'Big Data'

Preservation and Management Strategies for Exceptionally Large Data Formats

by Justin Barton
March 18, 2009
The Archaeological Data Service (hosted by the University of York) investigated the current problems associated with storing, using, and disseminating large (and increasingly larger) data sets generated by the cultural heritage field (researchers, archaeologists, and CRM). There is a growing use and demand for advanced technologies such as LiDAR, GIS, and computer modeling in cultural resource management and research yet there is still an inherent lack of standardization and 'good practice' methodologies for dealing with these vast data sets. The ADS 'Big Data' project covers archival strategies, metadata standards, preservation and on-going management of data, and known accessibility and usability issues revolving around large, proprietary data sets.

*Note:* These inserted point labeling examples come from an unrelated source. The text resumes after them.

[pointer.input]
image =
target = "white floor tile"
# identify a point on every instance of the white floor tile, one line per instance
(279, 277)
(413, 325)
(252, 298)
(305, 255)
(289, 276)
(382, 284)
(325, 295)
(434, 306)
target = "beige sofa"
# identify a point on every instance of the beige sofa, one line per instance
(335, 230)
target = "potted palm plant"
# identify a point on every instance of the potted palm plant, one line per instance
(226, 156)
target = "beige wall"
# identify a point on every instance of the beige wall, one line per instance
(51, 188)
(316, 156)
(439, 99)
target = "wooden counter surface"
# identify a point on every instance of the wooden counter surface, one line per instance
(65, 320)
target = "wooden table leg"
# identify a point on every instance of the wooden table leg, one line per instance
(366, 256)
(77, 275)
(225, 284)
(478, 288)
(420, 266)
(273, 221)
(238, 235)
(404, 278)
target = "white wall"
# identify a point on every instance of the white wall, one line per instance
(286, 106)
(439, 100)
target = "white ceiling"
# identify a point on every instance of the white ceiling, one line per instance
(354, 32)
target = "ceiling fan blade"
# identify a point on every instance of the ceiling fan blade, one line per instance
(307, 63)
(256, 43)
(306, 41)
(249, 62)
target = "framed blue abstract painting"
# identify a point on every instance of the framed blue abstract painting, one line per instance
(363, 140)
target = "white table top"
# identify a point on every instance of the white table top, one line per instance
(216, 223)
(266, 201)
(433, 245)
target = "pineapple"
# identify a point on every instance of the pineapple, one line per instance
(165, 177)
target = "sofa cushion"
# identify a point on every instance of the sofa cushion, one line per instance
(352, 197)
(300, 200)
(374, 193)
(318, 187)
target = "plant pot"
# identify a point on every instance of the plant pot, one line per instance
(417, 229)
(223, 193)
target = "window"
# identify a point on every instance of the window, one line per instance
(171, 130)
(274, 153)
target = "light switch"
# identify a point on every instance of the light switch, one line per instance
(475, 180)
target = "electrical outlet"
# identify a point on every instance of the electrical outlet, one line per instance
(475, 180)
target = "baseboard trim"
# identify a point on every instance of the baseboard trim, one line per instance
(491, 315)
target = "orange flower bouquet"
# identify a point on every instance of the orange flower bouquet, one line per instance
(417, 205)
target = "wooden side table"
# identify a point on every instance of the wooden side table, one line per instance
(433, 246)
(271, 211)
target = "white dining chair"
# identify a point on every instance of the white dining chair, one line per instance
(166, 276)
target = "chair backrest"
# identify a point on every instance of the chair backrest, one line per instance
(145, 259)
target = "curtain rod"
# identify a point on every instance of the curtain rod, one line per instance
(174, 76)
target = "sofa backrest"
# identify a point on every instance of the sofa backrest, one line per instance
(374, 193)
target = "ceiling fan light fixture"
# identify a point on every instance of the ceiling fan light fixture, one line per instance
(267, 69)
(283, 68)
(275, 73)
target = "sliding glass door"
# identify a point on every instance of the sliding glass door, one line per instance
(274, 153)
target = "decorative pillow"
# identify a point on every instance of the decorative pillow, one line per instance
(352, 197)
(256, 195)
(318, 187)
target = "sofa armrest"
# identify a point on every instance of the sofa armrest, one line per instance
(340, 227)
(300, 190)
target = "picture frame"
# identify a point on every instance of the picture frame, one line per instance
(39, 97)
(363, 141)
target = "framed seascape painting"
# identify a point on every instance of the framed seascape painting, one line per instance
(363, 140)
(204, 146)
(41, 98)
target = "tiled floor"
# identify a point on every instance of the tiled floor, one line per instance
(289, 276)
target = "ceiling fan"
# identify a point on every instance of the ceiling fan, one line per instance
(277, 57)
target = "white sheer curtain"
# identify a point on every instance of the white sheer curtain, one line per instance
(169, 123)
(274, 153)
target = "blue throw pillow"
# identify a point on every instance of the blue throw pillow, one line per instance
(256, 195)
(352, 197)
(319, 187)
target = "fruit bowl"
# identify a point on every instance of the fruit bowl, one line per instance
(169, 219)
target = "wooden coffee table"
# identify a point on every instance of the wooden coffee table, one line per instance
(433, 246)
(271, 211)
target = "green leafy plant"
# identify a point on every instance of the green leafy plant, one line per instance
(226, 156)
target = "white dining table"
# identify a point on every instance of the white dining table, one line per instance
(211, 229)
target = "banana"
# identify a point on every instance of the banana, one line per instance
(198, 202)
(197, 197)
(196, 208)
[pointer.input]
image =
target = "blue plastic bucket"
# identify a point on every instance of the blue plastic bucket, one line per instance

For laser scanning/LiDAR in particular, this relatively new field lacks cohesive standards for long-term data migration and usability. There are few (and hardly used) non-proprietary data formats in the field and so basic ASCII exports are the best solution yet most researchers leave their work in the native format for their equipment. As we reach a point were vast, fast data dissemination is more-and-more possible, this is cannot be the way forward. Everyone cannot use a different format for archiving and data exchange. This paper covers important topics and at a critical stage where changes can be made before the problem becomes unmanageable in the near future.